Hi @who_took_my_nick ,

you can handle the three different possibilities per day

  • Start time before stop time
  • Start time after stop time and
  • Start time equal stop time

as follows:

/*
  Forum: https://forum.arduino.cc/t/working-hours-logic/1228983/11
  Wowki: https://wokwi.com/projects/390883908441457665
  
*/

int startTime;
int stopTime;


void setup() {
  Serial.begin(115200);
  calcStartStopTime(8,10,12,0);
  checkTime(7,0);
  checkTime(10,12);
  checkTime(13,0);
  calcStartStopTime(12,0,8,10);
  checkTime(7,0);
  checkTime(10,12);
  checkTime(13,0);

  calcStartStopTime(12,0,12,0);
  checkTime(7,0);

}

void loop() {
}

void calcStartStopTime( int startH, int startM, int stopH, int stopM){
  startTime = startH*60+startM;
  stopTime  = stopH*60 +stopM;
  Serial.print("\nStart Time : ");
  printTime(startH, startM);
  Serial.print("  Stop Time : ");
  printTime(stopH, stopM);
  Serial.println();
}

void checkTime(int hour, int minute) {
  boolean isWorkingTime = false;
  unsigned long timeInMinutes = hour * 60 + minute;
  printTime(hour, minute);
  byte mode;
  if (stopTime < startTime) {
    mode = 0;  // start  after stop
  } else {
    mode = 1;  // stop after start
  }
  if (startTime == stopTime) {
    mode = 2; // start and stop at the same time 
  }
  switch (mode) {
    case 0:  // stop before start
      isWorkingTime = !(timeInMinutes >= stopTime && timeInMinutes < startTime );
      break;
    case 1:  // Deactivation later
      isWorkingTime = (timeInMinutes >= startTime && timeInMinutes < stopTime );
      break;
    case 2:  // At the same time ... ?!! 
      Serial.println("All day working OR lazy?");
      break;
  }
  if (mode != 2 ){
    Serial.println(isWorkingTime ? "Working Time" : "Free Time");
  }
}

void printTime(int h, int m){
  if (h < 10) {
    Serial.print('0');
  }
  Serial.print(h);
  Serial.print(":");
  if (m < 10) {
    Serial.print('0');
  }
  Serial.print(m);
  Serial.print('\t');

}

Feel free to check out this example sketch on Wokwi: https://wokwi.com/projects/390883908441457665

The solution is to compare startTime and stopTime to find out which of the three cases is relevant.

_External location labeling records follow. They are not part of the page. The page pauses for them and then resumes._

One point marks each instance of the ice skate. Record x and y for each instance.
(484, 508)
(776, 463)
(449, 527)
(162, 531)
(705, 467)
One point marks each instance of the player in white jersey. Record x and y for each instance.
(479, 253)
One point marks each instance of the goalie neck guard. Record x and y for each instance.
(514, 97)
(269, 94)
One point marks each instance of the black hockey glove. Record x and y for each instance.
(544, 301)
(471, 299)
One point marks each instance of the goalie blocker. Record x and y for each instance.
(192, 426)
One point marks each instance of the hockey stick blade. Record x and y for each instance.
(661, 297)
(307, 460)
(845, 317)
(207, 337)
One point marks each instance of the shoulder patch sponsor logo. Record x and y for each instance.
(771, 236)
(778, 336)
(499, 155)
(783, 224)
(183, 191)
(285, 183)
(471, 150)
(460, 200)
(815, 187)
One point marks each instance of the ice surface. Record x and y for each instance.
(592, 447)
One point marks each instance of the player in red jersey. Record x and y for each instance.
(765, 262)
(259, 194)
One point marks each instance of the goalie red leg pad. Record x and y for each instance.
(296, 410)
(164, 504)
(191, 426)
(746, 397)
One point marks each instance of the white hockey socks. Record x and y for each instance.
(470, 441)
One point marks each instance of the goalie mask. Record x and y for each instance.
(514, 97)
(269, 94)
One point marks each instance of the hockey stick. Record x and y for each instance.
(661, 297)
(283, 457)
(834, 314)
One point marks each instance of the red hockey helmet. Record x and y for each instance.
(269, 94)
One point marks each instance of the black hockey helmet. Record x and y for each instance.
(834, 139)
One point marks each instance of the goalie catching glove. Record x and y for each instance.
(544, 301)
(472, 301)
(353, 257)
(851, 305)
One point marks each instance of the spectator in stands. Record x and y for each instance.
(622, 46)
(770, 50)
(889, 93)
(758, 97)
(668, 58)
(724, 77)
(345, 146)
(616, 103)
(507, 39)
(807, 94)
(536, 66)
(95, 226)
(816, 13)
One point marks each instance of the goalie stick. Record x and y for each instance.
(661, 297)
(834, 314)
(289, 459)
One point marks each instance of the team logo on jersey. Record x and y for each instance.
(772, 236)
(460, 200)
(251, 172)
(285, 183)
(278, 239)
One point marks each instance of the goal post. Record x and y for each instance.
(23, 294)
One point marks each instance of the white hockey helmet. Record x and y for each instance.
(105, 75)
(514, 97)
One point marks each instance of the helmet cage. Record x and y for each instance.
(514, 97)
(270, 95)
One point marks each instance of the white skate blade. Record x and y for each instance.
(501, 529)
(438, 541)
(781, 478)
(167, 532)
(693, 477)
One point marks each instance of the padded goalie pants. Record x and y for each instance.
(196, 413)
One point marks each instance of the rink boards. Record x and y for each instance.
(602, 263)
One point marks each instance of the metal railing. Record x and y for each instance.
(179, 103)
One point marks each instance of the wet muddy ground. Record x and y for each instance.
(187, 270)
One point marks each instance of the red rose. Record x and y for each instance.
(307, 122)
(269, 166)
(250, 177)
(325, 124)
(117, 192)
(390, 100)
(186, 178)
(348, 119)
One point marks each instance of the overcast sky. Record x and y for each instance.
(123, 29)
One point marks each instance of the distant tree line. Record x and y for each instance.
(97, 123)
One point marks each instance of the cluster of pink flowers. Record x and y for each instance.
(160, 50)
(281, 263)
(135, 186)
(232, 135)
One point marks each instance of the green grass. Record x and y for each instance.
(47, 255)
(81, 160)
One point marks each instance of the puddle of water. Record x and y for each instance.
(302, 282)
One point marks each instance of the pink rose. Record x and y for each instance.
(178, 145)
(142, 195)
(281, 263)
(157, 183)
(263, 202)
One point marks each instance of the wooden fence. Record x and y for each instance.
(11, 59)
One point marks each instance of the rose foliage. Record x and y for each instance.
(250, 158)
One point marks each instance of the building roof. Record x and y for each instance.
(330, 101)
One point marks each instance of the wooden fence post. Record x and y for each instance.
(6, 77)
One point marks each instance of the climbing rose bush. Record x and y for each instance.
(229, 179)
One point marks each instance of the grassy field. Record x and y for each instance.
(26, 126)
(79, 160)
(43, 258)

If stopTime is larger than startTime Working Time is the interval between startTime and stopTime.

If stopTime is less than startTime the sketch checks for the interval between stopTime and startTime (which is "Free Time") and inverts the result (Working Time = !Free Time).

19

what does something mean?

  • something needs to be executed each iteration of loop()?
  • something needs to be turned on at the start of the period and turned of at the end of the period?

for the first case, can something be enabled at the start of the period and if enabled, dis-abled at the end of the period? does the system identify a period or two separate events that happen to control, start/stop the same something

the 2nd case could also be handled by recognizing events at specific times.

so a something could be enabled at 23:50 and disabled at 0:10

1 Like
20 
uint16_t time = now.hour()*100 + now.minute();
if (time >= 2200 or time < 200){
    // do something
    }else{
     // don't do something
    }
21

The entire computing world has been using epoch-based time in some form or another since the 1970s. Why invent a new format?